Jun 19, 2018 07:40 PM

Coal Import Restrictions Eased as Summer Electricity Demand Boosts Prices

Piles of coal are seen in Qinhuangdao Port in Hebei province in December 2016. Photo: VCG
Piles of coal are seen in Qinhuangdao Port in Hebei province in December 2016. Photo: VCG

The Chinese government has reduced restrictions on coal imports at the nation’s major ports in response to concerns about higher prices and regional power shortages, as demand for electricity jumps during the peak summer months.

Limits on how quickly customs ports can process coal imports were eased, with ports in Shandong, Fujian and Guangzhou provinces having accelerated their clearance times to 10 days from 15 working days, according to industry platform Coal Lakes. Other ports across the country have also been told to prioritize handling coal for power generation.

China’s port inventories are well-stocked and coal plants are well-prepared for the extra demand as air conditioners whir into action across the country, according to Zhang Zhibin, an analyst with COSCO Coal. Nevertheless, the National Development and Reform Council (NDRC) has already warned that some areas may suffer power shortages, with provincial bodies in economic powerhouse provinces Guangdong and Shandong announcing they are already under strain due to an unusually warm May.
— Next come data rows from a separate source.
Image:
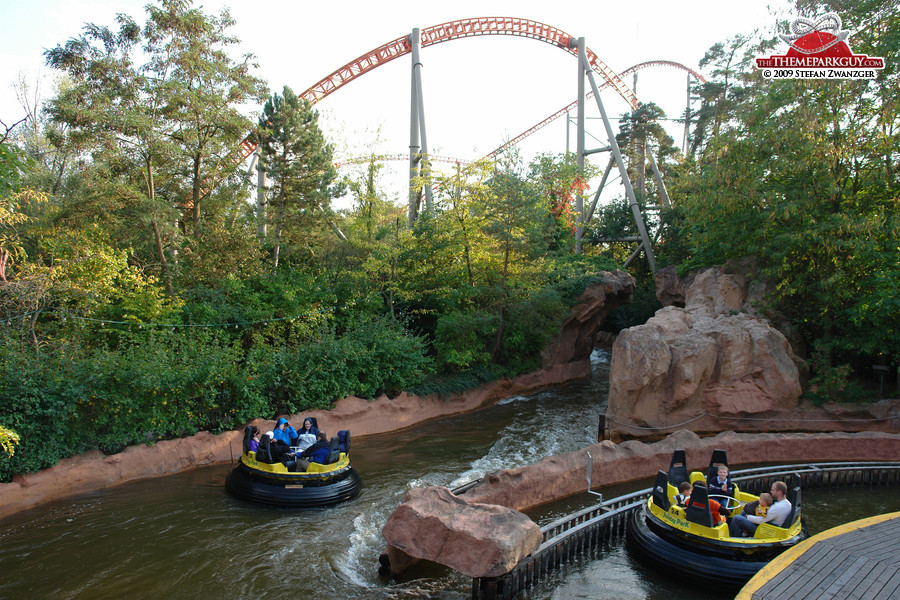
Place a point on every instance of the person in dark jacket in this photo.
(284, 432)
(251, 438)
(319, 451)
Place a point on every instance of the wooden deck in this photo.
(856, 561)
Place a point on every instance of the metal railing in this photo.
(585, 533)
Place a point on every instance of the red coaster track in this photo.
(446, 32)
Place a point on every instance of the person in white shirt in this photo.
(743, 525)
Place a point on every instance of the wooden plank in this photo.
(891, 589)
(860, 590)
(838, 587)
(805, 577)
(877, 585)
(825, 577)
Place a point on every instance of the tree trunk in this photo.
(164, 266)
(278, 226)
(195, 196)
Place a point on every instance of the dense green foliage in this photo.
(143, 297)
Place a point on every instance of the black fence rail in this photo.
(583, 535)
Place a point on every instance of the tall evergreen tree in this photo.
(297, 158)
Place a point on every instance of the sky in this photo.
(478, 92)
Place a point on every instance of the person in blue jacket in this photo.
(319, 451)
(721, 485)
(284, 432)
(306, 437)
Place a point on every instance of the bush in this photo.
(374, 357)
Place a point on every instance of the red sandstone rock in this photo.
(699, 364)
(559, 476)
(478, 540)
(578, 335)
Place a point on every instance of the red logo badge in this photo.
(819, 50)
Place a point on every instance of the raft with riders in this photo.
(294, 469)
(702, 526)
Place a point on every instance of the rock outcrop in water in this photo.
(578, 335)
(714, 364)
(478, 540)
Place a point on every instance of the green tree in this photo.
(204, 87)
(801, 175)
(156, 107)
(296, 156)
(640, 134)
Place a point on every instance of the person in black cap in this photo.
(284, 432)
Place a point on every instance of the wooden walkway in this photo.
(856, 561)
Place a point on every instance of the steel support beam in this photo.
(419, 169)
(579, 198)
(663, 192)
(687, 119)
(617, 155)
(261, 204)
(590, 214)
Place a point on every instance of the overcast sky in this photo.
(478, 91)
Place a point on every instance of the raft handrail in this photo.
(573, 535)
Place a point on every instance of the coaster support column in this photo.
(617, 155)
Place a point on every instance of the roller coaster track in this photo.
(445, 32)
(603, 85)
(358, 160)
(540, 125)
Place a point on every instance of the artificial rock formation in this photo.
(578, 335)
(712, 365)
(478, 540)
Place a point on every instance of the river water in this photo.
(182, 536)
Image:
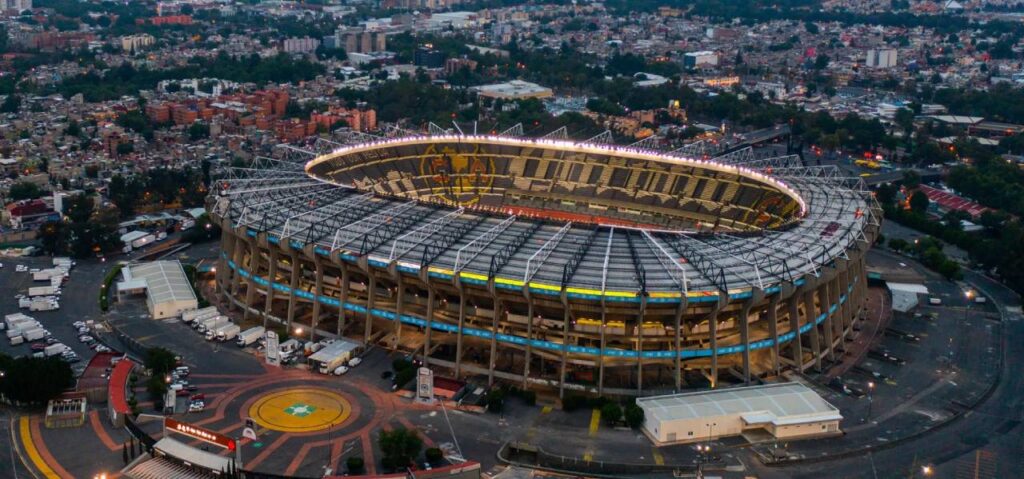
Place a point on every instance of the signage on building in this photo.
(197, 432)
(272, 349)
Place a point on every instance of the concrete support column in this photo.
(253, 266)
(430, 329)
(224, 272)
(797, 343)
(744, 331)
(462, 324)
(399, 309)
(371, 304)
(640, 319)
(679, 342)
(239, 251)
(529, 339)
(812, 315)
(600, 357)
(343, 300)
(823, 296)
(566, 317)
(317, 292)
(271, 275)
(713, 336)
(773, 332)
(494, 339)
(294, 285)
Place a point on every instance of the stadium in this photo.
(550, 263)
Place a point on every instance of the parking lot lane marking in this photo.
(336, 452)
(100, 432)
(412, 427)
(298, 459)
(595, 422)
(25, 430)
(658, 459)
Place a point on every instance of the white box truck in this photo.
(335, 354)
(190, 315)
(143, 241)
(34, 334)
(54, 349)
(250, 336)
(211, 323)
(44, 305)
(42, 291)
(228, 333)
(212, 333)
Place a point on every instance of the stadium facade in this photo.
(551, 263)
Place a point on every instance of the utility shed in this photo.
(788, 410)
(168, 293)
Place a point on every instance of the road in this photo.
(984, 443)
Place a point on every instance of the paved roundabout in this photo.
(300, 409)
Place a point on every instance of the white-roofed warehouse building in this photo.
(168, 293)
(788, 410)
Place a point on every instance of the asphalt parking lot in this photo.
(79, 302)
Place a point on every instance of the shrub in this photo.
(496, 400)
(634, 416)
(611, 412)
(572, 402)
(354, 465)
(434, 455)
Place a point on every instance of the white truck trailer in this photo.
(190, 315)
(34, 334)
(250, 336)
(227, 333)
(212, 333)
(44, 305)
(212, 323)
(42, 291)
(54, 349)
(335, 354)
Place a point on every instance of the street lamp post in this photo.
(969, 295)
(870, 390)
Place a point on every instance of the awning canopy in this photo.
(193, 455)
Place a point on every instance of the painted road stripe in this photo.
(595, 422)
(658, 459)
(30, 448)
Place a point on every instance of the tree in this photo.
(898, 244)
(434, 455)
(160, 360)
(73, 129)
(34, 381)
(398, 447)
(11, 103)
(919, 202)
(354, 465)
(199, 130)
(25, 190)
(634, 416)
(611, 412)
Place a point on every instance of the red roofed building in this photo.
(949, 202)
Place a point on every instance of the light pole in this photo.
(870, 389)
(969, 295)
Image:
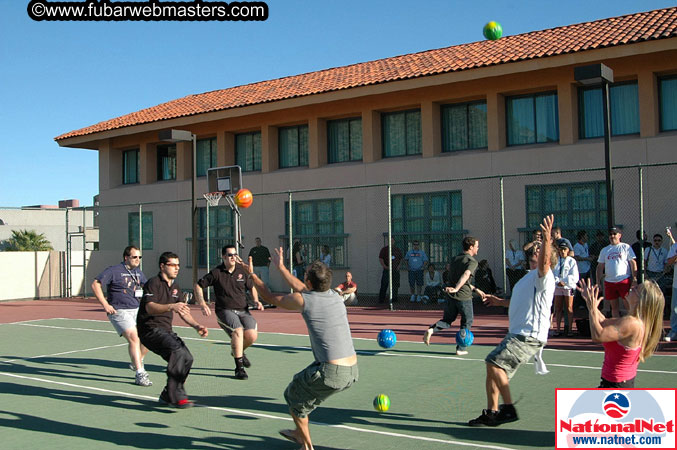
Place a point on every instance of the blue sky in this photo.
(60, 76)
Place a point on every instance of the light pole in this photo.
(596, 74)
(187, 136)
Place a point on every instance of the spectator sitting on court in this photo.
(335, 366)
(529, 321)
(325, 256)
(161, 299)
(348, 290)
(124, 286)
(230, 284)
(432, 284)
(261, 257)
(416, 261)
(655, 258)
(484, 278)
(514, 264)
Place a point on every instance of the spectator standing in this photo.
(432, 284)
(416, 261)
(261, 258)
(514, 263)
(616, 270)
(396, 257)
(348, 290)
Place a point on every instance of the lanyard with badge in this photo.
(138, 290)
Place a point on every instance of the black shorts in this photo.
(232, 319)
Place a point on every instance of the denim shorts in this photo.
(123, 319)
(513, 351)
(316, 383)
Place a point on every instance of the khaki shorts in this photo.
(316, 383)
(123, 319)
(513, 351)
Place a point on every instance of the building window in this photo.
(624, 101)
(464, 126)
(206, 155)
(147, 229)
(130, 166)
(532, 119)
(578, 206)
(317, 223)
(220, 233)
(401, 133)
(293, 146)
(344, 140)
(248, 151)
(667, 97)
(435, 219)
(166, 162)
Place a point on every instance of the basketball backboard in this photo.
(227, 179)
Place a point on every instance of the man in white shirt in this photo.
(529, 322)
(617, 262)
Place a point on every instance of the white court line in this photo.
(262, 415)
(363, 352)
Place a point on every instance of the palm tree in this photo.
(27, 241)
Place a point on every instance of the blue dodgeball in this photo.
(386, 338)
(464, 338)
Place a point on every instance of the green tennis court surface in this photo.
(66, 384)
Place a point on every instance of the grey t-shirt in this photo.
(327, 321)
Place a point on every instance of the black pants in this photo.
(451, 311)
(384, 285)
(179, 360)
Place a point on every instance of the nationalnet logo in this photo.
(615, 418)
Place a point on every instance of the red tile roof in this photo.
(633, 28)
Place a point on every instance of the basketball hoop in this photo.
(213, 198)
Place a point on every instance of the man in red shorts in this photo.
(617, 263)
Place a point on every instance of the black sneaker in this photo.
(506, 414)
(245, 361)
(241, 374)
(487, 419)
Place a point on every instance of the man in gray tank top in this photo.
(335, 365)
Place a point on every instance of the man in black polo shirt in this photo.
(161, 299)
(232, 313)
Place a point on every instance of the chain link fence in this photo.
(349, 226)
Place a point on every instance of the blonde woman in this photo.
(566, 277)
(627, 340)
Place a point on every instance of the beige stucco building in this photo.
(471, 113)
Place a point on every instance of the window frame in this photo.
(533, 96)
(300, 150)
(449, 106)
(384, 150)
(124, 166)
(582, 110)
(351, 152)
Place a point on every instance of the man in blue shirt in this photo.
(416, 260)
(124, 284)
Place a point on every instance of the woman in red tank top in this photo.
(627, 340)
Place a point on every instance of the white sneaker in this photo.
(426, 337)
(142, 379)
The country’s electricity demand increased significantly in early 2018, with 2.66 trillion kilowatt-hours consumed from January through May, an increase of 9.75% compared to the same period last year. Coal consumption at China’s six biggest power generators in the country’s southeast reached its second-highest level in history last month, when they burned through 724,000 tons a day. The six include China Guodian Corp. and Guangdong Yudean Group Co. Ltd., and are often used as a benchmark for the country’s coal industry.

The increased demand resulted in unusually high spot coal prices in May, leading the NDRC to make its first direct intervention in the market in two years. The agency ordered utilities to stop stockpiling thermal coal and told miners to increase production by 50%.

NDRC’s intervention initially pushed down prices, but demand continued to rise into June, causing prices to rebound. At the northern port of Qinhuangdao, one of China’s two major coal import points, seaborne thermal coal prices reached 698 yuan ($108.40) a ton on June 15, up 8.44% from a week earlier. Despite their recent rapid rise, prices have peaked, argued Zeng Hao, the deputy general manager of consultancy Fenwei Information Services Co., Ltd., due to the lack of any new factors that would push prices higher in the months ahead.

China’s coal-power generation companies are expecting to see a continuation of their strong performance in the first half of this year during the summer months. Power giant China Shenhua Energy Co. Ltd. said that coal sales in April reached 42.8 million tons, an increase of over 20% compared to the same period last year. China’s total energy sales were up 10% year-on-year in April, with electricity sales rising 11% in the January-to-April period compared to a year earlier. Datong Coal Mine Group Co., Ltd. and Shanxi Coking Coal Group Co. Ltd. also said they expect higher profits compared to the same period last year.

Analysts appeared unconcerned about the impact of the U.S.-China trade conflict on the domestic coal market. “Taking into consideration the higher cost of freight, U.S. coal was never a cost-competitive supplier to China on a delivered-quality-adjusted basis,“ said Shirley Zhang, an analyst at consultancy Wood Mackenzie.